Al Jaber, meanwhile, argues that his poacher-turned-gamekeeper status makes him ideally placed to drive change from within. Unsurprisingly, he says the debate shouldn’t be just about banning oil.
“We cannot unplug the world from the current energy system before we build a new energy system,” he told TIME Magazine.
He has also been quick to point out that no former COP president has ever confronted the oil industry head-on until now. “Not having oil and gas and high-emitting industries on the same table is not the right thing to do,” he said.
“We need this integrated approach.”
However, a recent BBC report suggests the United Arab Emirates has different plans for such table talks, and no intention of unplugging the oil pipes anytime soon. Investigators uncovered proof that the country was actively exploiting its hosting duties to negotiate new oil and gas deals with 27 nations, an accusation United Arab Emirates delegates are yet to deny.
It’s estimated that even the patchy progress achieved since the Kyoto Protocol was introduced in 1997 has prevented a temperature rise of up to six degrees Celsius by 2100.

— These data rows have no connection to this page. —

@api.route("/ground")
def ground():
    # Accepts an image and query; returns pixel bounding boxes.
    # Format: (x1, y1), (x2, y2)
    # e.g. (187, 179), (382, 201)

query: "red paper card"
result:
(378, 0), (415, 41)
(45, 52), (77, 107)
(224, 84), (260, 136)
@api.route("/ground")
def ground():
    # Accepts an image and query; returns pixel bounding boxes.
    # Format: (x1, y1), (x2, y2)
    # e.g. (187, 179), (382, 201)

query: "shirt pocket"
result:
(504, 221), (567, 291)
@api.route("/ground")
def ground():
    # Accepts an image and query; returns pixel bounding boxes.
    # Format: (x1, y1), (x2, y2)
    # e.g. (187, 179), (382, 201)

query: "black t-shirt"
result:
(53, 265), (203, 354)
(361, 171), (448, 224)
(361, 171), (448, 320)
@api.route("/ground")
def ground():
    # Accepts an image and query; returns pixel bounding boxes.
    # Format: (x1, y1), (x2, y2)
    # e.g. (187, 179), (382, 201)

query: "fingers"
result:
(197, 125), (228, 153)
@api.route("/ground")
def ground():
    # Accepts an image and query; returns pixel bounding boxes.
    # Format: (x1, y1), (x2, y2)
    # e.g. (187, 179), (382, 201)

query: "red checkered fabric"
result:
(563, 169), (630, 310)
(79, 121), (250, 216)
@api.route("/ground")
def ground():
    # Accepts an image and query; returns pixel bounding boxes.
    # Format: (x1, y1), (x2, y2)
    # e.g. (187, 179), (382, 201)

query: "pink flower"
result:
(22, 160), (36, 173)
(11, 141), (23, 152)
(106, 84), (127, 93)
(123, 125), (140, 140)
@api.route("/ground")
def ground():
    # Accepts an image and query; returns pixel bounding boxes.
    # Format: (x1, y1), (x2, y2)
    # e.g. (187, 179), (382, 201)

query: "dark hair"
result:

United Kingdom climate politics expert Professor Michael Jacobs described the revelation as “breathtakingly hypocritical”.
“In the very same meetings where it’s apparently trying to pursue [emissions reductions] it’s actually trying to do side deals, which will increase global emissions,” he said.
But despite cynicism about the hosts, and repeated failures to meet targets, the COP28 summit is still critical. It’s estimated that even the patchy progress achieved since the Kyoto Protocol was introduced in 1997 has prevented a temperature rise of up to six degrees Celsius by 2100.
Al Jaber is certainly ambitious in his hopes for the summit. In a letter to delegates, he outlined four paradigm shifts he wanted COP28 to focus on:
• Fast-tracking energy transition and slashing emissions before 2030.
• Transforming climate finance by delivering on promises and setting the framework for a new deal on finance.
• Putting nature, people, lives and livelihoods at the heart of climate action.
• Mobilizing for the most inclusive COP ever.
Conceding that the group had strayed “off-track”, he said a course correction would require three actions:
1. Identifying implementation gaps and rallying all parties for concrete steps to achieve the Paris Accord’s 1.5 degrees Celsius target.
2. New financial, political and technological resources to frame collaboration.
3. A call to action for how governments, businesses and individuals can play their part.
While critics point to the absence of detail, there’s also a sense that COP remains the world’s best chance to prevent the threatened catastrophe from becoming something even more devastating. The delegates may need to either invent a new word for whatever supersedes a ‘catastrophe’ or move on to using ‘apocalypse’ or ‘cataclysm’.
But, as Global Citizen’s Michael Sheldrick points out, just because COP is flawed, it doesn’t mean it should be written off.
“It’s hard to say where we’d be without a yearly push to jolt governments into action,” he said. “We wouldn’t see much national collective action without the attention COPs generate.”
Commonwealth Secretary-General Patricia Scotland declared on the eve of COP28 that the time for excuses is now over.
“The worst predictions of climate change have become a daily reality,” she said. “In the Commonwealth’s most vulnerable countries, fertile lands are turning to dust, wells are running dry, storms and floods are overwhelming communities and the ocean is rising. The health of us all and of our planet rests on a 1.5 degrees Celsius degree cap on global warming.”